Takdim
“Asara sorarsan beni söyler sana kimdi…” mısrasıyla başlar Mithat Cemal Kuntay, “Kimdim?” şiirine…
Bir medeniyetin çöküşüne, koca bir cihan devletinin yıkılışına şahit olmanın verdiği acıyı, bir ağıt yakıcılığında terennüm eder…
Giydiği daracık elbiselere vücudunu hapsetmiş, yaşadığı sanal dünya kafesinde aklını ve gönlünü mahkum etmiş günümüz neslini görse acaba “Kimdim?” şiirini nasıl yazardı?
İnternet sayfalarında sörf yapmayı maharet addeden gence “Bir başka denizdim, kürenin rub’u (1/4’ü) benimdi” der miydi?
İçtiği biraların şişelerinden kendisine kurduğu kalede hüküm süren gençlik sarhoşu zavallılara mazinin ihtişamını nasıl anlatırdı?
Fevkinde uçarken o neşibin bu firazın
En şanlı hükümdarı huruşanına arzın
Tek bir nazarım berk-i inayetti, keremdi
İklîli hediyyemdi, ekalimi hibemdi
Şu mısralarda dile gelen hissiyat hangi gencin gönlünü titretir ki artık!
“Arzın en şanlı hükümdarlarına bir bakışım lütuftu, tacını ve hüküm sürecekleri ülkelerini ben hibe ederdim…”
Asar, elimin çizdiği mecradan akardı
Üç kıt’ada mağrur atımın izleri vardı
Ecdadının eliyle yazılmış tarihi bizzat yerinde okumak istese, üç kıtada yaklaşık altmış devletten vize alması gereken bir genç, bu tarihi hangi halet-i ruhiye ile okurdu? Kendisinde bir Osmanlı akıncısının atındaki kadar gurur kalmamışken… Yağlı bir kemik parçası mahiyetindeki sefil zevklerin ardınca zağarlık yaparak bütün haysiyetini ve şerefini sıfırlamışken üstelik…
Mithat Cemal Bey şu beytinde dile getirdiği hissiyatını acaba bugünün nesline nasıl söylerdi?

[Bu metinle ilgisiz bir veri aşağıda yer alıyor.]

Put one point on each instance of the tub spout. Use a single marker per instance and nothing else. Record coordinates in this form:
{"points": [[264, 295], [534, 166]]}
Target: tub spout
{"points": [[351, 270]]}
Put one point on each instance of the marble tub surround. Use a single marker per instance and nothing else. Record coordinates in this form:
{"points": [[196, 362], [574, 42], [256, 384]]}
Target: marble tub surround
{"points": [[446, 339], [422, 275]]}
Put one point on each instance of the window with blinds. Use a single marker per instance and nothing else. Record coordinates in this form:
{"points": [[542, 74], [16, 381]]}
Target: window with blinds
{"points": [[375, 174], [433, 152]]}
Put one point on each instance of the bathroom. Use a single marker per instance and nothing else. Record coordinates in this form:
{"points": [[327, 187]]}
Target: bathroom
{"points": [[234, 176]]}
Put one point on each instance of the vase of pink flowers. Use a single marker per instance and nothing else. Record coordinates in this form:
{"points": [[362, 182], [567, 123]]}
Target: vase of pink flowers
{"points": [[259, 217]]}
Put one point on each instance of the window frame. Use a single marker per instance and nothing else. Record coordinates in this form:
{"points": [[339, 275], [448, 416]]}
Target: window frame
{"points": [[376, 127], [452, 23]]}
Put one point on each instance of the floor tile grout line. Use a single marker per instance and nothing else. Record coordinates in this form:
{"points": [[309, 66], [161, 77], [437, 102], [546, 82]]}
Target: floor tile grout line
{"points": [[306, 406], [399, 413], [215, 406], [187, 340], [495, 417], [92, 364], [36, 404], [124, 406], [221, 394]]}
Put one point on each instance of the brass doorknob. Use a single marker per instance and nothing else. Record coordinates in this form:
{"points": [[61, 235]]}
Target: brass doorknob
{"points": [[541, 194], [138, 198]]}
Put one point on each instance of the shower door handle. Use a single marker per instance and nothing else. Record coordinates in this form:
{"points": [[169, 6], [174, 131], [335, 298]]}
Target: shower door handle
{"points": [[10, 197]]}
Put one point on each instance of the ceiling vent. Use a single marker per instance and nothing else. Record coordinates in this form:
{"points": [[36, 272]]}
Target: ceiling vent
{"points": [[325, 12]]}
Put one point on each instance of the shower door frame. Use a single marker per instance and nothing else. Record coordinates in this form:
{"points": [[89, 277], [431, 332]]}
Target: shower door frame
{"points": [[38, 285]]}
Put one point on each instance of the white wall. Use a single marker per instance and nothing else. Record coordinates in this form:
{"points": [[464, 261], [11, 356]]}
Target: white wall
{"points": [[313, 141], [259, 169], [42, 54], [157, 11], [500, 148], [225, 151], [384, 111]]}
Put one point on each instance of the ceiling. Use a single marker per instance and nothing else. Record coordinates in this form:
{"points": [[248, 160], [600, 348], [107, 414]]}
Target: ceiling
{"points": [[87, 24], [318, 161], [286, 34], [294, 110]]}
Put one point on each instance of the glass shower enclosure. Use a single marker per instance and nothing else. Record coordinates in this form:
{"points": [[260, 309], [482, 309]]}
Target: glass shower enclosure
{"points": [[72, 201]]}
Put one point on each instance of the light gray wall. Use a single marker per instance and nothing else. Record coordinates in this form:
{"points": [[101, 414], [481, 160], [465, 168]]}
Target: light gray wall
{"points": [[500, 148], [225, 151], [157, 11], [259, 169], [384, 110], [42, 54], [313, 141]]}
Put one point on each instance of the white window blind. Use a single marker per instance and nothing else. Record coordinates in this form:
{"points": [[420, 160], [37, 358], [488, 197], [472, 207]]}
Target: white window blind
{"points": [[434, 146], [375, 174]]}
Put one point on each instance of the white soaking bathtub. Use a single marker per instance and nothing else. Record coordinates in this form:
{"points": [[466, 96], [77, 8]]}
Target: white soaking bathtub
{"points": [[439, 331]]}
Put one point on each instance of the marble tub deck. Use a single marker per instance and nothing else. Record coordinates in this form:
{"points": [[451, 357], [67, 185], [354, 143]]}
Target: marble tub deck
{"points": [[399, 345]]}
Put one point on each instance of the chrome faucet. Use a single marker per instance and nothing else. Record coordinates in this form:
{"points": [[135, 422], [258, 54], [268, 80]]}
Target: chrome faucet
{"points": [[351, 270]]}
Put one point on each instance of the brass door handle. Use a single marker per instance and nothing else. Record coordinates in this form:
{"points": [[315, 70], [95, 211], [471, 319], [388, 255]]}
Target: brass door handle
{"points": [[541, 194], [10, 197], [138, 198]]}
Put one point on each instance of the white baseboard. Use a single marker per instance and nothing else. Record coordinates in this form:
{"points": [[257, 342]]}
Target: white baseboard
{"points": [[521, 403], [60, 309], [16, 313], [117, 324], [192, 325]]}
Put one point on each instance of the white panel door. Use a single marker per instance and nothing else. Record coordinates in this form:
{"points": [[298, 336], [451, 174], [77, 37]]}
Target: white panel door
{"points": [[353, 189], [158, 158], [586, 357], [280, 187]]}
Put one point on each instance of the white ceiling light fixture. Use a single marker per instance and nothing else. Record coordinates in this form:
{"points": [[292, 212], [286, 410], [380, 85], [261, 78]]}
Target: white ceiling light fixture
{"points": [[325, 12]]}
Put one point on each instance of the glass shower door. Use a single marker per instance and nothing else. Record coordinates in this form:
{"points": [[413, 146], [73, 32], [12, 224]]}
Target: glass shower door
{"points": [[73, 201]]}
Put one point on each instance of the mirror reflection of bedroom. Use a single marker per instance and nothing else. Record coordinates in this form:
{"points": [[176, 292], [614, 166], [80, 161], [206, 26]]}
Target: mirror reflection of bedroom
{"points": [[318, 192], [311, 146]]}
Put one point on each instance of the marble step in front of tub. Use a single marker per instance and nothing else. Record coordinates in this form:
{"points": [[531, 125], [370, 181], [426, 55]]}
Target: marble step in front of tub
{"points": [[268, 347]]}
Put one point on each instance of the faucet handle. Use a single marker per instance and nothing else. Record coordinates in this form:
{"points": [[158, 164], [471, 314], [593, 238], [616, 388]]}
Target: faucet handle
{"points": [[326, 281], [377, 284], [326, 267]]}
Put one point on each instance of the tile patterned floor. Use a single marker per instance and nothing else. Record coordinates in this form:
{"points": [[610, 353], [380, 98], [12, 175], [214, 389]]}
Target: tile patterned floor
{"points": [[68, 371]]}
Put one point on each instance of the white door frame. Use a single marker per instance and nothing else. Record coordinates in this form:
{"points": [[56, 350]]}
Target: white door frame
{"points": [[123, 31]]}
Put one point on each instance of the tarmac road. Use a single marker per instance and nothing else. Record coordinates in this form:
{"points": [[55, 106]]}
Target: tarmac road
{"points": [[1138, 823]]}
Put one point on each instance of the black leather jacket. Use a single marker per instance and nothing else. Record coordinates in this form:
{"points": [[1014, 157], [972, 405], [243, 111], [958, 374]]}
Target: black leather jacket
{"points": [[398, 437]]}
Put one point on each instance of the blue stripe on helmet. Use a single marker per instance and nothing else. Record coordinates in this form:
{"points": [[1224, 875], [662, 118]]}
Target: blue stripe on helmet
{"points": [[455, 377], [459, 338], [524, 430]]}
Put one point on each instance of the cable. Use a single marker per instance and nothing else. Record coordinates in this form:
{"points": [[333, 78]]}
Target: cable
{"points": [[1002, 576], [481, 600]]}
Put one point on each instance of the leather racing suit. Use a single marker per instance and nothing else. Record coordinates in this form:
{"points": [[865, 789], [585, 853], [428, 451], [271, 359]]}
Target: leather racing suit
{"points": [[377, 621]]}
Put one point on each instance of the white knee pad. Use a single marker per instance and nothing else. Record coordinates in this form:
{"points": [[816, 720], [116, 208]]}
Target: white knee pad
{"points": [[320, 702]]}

Dünya bilir iclâlimi ben böyle değildim…
Ben altı asırdan beri bir kerre eğildim…
İmanı aşkla yaşayan… Samimiyeti en üstün vasıf olarak kabullenen… Allah ve Resulünü kayıtsız şartsız tek itaat mercii olduğuna iman etmiş güzel insanların torunları, ecdadının ideallerinden mahrum yaşamasınlar diye hazırladığımız bu çalışmada tarih sayfalarında unutulmuş güzellikleri günümüz gençlerine tekrar hatırlatmak istedik.